Yo memiliki waifu bernama Nico. Ia pernah mengajak Nico berlibur ke Jepang dan jalan-jalan menyusuri kota Jakarta pada hari libur. “Nico enak diajak jalan-jalan karena bisa pose. Lebih hidup.”
Menyandang status sebagai anak kolong tidak membuat Yo kecil kebal ejekan dari teman-teman sepermainannya. “Waktu kecil saya pernah di-bully gendut.” Ejekan itu menjadi salah satu alasan Yohanes melakukan cosplay.
Ia memotivasi diri untuk menjaga berat badan sembari menyelami nilai-nilai yang dimiliki karakter bernama Allen Walker dari anime D.Gray-man. Rela berkorban, tidak mudah menyerah, dan melawan seven deadliest sins dalam bentuk akuma (iblis) adalah sifat Allen Walker yang mengilhami Yohanes sebagai cosplayer sekaligus penganut Katolik yang taat.
Milenial ditetapkan sebagai generasi yang sangat kesepian dan rawan depresi. Sebagai bagian dari generasi milenial, Yohanes menggunakan perangkat imajinasinya untuk melupakan kesepian dan memotivasi diri untuk mendapatkan bentuk tubuh ideal. Dr. Semiarto Aji Purwanto, antropolog dari Universitas Indonesia, mengatakan bahwa ini adalah fenomena post-human; saat manusia sudah jenuh dengan kemanusiaan sehingga mulai membentuk relasi dengan non-human actor. Yohanes secara sadar membangun hubungan dengan waifu dan kostum cosplay-nya yang berdiri sebagai “agensi” sendiri.
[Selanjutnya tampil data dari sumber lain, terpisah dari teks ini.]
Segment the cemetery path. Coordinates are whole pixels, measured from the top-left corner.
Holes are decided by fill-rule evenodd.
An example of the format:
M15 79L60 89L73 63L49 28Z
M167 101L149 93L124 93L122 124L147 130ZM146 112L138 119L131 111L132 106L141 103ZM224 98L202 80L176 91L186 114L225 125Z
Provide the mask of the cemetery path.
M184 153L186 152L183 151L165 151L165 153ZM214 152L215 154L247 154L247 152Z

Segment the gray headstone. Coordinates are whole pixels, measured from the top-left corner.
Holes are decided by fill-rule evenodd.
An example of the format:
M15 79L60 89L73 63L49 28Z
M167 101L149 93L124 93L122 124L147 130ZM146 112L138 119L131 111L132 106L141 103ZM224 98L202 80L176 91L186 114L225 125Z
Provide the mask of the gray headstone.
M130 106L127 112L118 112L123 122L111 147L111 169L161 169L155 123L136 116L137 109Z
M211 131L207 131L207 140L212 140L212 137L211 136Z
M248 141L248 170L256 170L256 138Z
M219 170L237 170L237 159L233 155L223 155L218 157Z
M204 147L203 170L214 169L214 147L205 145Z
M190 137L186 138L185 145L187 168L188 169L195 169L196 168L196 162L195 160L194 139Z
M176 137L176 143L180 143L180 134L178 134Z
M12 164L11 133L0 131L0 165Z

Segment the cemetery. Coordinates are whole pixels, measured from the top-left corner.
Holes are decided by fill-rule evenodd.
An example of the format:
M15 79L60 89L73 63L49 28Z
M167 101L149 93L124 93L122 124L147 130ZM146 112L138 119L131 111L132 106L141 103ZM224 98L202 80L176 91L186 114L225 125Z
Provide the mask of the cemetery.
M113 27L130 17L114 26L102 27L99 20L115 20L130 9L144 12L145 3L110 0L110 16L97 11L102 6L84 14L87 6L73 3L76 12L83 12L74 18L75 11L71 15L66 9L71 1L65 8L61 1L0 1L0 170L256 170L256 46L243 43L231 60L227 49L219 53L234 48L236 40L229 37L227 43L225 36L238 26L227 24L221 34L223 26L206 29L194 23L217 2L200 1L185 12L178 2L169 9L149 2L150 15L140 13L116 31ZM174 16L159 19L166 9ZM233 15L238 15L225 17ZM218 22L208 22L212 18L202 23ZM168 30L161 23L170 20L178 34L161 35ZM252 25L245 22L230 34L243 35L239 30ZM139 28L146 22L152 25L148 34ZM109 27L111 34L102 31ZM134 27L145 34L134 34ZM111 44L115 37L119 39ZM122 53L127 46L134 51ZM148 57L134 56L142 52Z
Meskipun berasal dari Jepang, hal ini lebih tepat dipandang sebagai fenomena ketimbang kebudayaan.
Karakter manga adalah proyeksi ketidakpuasan orang Jepang terhadap kehidupannya. Kehadiran mereka adalah jawaban, sebuah pelengkap hidup bagi Yohanes atau seseorang di luar sana yang mengidamkan sesuatu yang saat ini belum sepenuhnya berhasil mereka capai.